What happened to this person? I have called help desk, emailed numerous times, nothing. My account scheduling feature is locked down and I cannot get someone to unlock it. Supposedly they're reviewing my account. I can only do GH un scheduled block deliveries which are orders no one wants to do. Help? 

Chicago burbs.


----------



## Tank_Driver (Sep 30, 2017)

Unfortunately this is not uncommon. In my experience, many driver “specialist” don’t last long, and even if they do, they can take sometimes up to two weeks to respond to a simple e-mail. Have you tried general support in Chicago? 

Also, not sure the situation in Chicago, but here a few people have went all the way down to the office of the driver specialist to get an answer. But only through word of mouth did I even find out where it was...


----------



## Invisible (Jun 15, 2018)

Tank D is right with how the people in that position don't last long. It's so frustrating I know. My DS wasn't even in my state, was in MN.

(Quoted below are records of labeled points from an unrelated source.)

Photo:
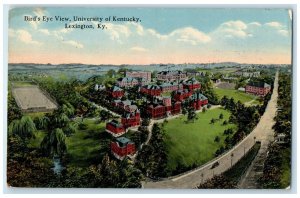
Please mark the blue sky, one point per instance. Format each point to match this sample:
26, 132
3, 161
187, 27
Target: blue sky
165, 35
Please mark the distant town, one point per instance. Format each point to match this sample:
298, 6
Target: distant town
156, 122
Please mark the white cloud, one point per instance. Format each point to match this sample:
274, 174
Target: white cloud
23, 36
44, 31
117, 32
257, 24
73, 43
283, 32
138, 49
274, 24
232, 29
190, 35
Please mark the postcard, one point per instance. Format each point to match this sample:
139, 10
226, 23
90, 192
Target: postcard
149, 97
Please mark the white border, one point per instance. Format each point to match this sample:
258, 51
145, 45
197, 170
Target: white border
158, 3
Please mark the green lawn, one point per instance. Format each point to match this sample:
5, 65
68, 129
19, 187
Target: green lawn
35, 114
190, 143
87, 147
22, 83
237, 95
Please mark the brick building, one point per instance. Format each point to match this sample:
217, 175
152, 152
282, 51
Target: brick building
191, 84
258, 88
171, 75
170, 86
122, 147
139, 74
131, 118
127, 82
152, 90
115, 128
181, 95
115, 92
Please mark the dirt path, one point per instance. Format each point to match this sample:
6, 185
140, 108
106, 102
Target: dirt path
262, 132
249, 180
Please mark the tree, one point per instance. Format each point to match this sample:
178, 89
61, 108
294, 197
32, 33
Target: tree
217, 139
41, 122
24, 128
221, 116
184, 111
145, 122
60, 120
54, 143
70, 129
111, 73
191, 114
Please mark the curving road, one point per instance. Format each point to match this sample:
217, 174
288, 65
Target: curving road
262, 132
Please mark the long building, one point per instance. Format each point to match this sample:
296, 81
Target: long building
258, 88
139, 74
171, 76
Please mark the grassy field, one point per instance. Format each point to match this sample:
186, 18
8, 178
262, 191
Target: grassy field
35, 114
237, 95
22, 83
190, 143
85, 147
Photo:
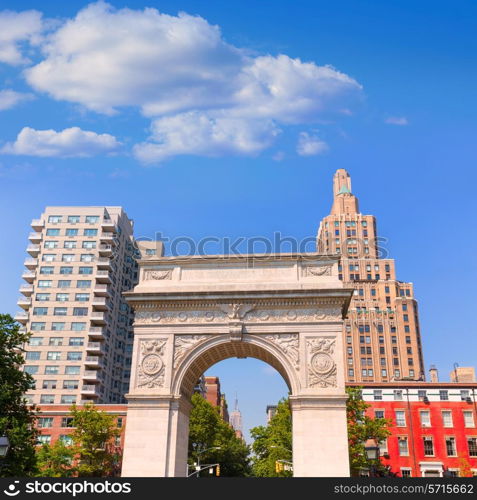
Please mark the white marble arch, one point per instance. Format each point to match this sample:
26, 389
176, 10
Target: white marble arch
194, 312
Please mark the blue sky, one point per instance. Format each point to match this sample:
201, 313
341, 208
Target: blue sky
230, 120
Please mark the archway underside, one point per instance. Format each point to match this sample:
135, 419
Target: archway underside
242, 349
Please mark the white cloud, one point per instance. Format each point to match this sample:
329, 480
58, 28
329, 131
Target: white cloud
15, 29
310, 145
10, 98
397, 120
69, 143
179, 71
200, 134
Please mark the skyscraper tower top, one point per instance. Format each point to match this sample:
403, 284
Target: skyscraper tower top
344, 201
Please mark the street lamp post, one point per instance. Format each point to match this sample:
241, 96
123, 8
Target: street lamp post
372, 454
199, 451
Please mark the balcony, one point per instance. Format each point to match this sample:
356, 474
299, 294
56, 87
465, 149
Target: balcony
91, 376
37, 224
29, 276
104, 263
26, 290
99, 303
98, 317
33, 250
96, 333
21, 317
101, 290
24, 302
89, 390
105, 250
108, 225
31, 263
93, 361
103, 277
35, 237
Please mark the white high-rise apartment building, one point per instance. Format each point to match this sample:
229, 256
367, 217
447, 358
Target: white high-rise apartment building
81, 260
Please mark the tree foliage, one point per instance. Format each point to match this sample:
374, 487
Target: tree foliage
56, 460
273, 442
208, 430
94, 442
17, 418
361, 428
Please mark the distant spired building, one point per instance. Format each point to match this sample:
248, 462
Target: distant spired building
235, 419
382, 341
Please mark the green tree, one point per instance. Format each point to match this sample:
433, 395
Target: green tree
361, 428
56, 460
17, 418
208, 431
94, 439
273, 442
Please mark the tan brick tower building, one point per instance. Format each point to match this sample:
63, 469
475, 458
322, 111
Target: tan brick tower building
381, 332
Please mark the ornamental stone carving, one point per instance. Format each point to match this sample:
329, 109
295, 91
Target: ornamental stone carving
247, 313
158, 275
318, 270
151, 364
184, 344
288, 343
321, 362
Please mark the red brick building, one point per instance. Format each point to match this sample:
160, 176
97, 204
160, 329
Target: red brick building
434, 429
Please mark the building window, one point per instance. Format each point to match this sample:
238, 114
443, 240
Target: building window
67, 422
68, 399
78, 327
472, 444
468, 419
72, 370
32, 356
73, 356
403, 447
44, 439
45, 422
400, 418
425, 417
40, 311
447, 418
80, 311
450, 447
70, 384
428, 446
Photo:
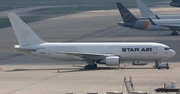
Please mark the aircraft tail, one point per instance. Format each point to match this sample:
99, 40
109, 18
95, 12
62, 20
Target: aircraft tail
23, 32
145, 11
126, 15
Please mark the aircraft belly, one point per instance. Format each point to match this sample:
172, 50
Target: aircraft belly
157, 28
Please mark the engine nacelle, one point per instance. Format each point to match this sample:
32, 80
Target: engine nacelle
111, 61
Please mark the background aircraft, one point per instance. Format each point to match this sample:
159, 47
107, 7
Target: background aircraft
130, 21
105, 53
147, 13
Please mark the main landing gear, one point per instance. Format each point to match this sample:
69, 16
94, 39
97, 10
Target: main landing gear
174, 32
91, 65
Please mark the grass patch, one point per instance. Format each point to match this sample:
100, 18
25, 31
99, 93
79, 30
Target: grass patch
67, 2
4, 22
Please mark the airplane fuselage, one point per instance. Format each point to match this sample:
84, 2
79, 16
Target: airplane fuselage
126, 51
144, 25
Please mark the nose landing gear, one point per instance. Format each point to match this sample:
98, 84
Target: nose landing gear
91, 65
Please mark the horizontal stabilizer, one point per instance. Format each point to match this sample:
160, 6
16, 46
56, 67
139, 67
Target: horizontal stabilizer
23, 32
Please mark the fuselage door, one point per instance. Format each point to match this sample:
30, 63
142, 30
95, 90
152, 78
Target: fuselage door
154, 50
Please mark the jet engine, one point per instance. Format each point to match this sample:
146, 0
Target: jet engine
110, 61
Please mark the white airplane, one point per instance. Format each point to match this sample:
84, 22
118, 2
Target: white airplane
104, 53
147, 13
130, 21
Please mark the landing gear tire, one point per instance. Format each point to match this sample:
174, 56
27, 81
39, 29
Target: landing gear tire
87, 67
174, 33
94, 66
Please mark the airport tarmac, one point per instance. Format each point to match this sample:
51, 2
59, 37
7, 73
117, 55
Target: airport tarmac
22, 74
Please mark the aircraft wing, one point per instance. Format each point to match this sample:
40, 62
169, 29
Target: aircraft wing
89, 56
18, 48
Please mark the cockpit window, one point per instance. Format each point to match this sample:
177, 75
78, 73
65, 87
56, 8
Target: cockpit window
166, 48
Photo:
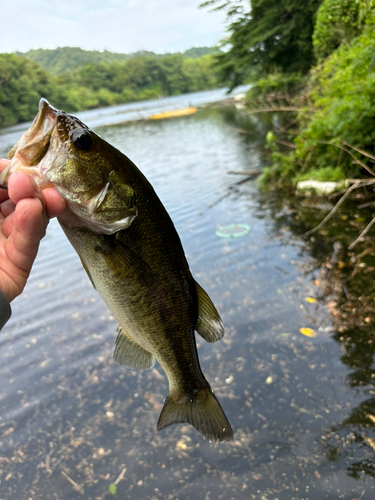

They're hiring a DS in Chicago right now, so maybe that's why you're not getting a response.

https://www.ziprecruiter.com/c/GrubHub/Job/Driver-Specialist/-in-Chicago,IL


----------



## Prius13 (Mar 29, 2017)

Tank_Driver said:


> Unfortunately this is not uncommon. In my experience, many driver "specialist" don't last long, and even if they do, they can take sometimes up to two weeks to respond to a simple e-mail. Have you tried general support in Chicago?
> 
> Also, not sure the situation in Chicago, but here a few people have went all the way down to the office of the driver specialist to get an answer. But only through word of mouth did I even find out where it was...


Where is the one on Chicago?


----------



## Invisible (Jun 15, 2018)

I know their HQ is in Chicago, see link. But I'm in a different state, so not sure if they have other offices.

https://foursquare.com/v/grubhub-world-headquarters/501bdbbce4b0199a5e85d26b


----------



## Toby2 (Jun 16, 2018)

Has anyone gotten a reply ever from sending a text message? I haven’t with multiple inquiries.


----------



## Prius13 (Mar 29, 2017)

None. I asked help desk to email our DS. Nada.


----------



## Woohaa (Jan 15, 2017)

Prius13 said:


> None. I asked help desk to email our DS. Nada.


Your driver specialist probably does heroin. Those heroin users aren't very reliable. That is, unless you're their heroin dealer. Then they're as reliable as can be.


----------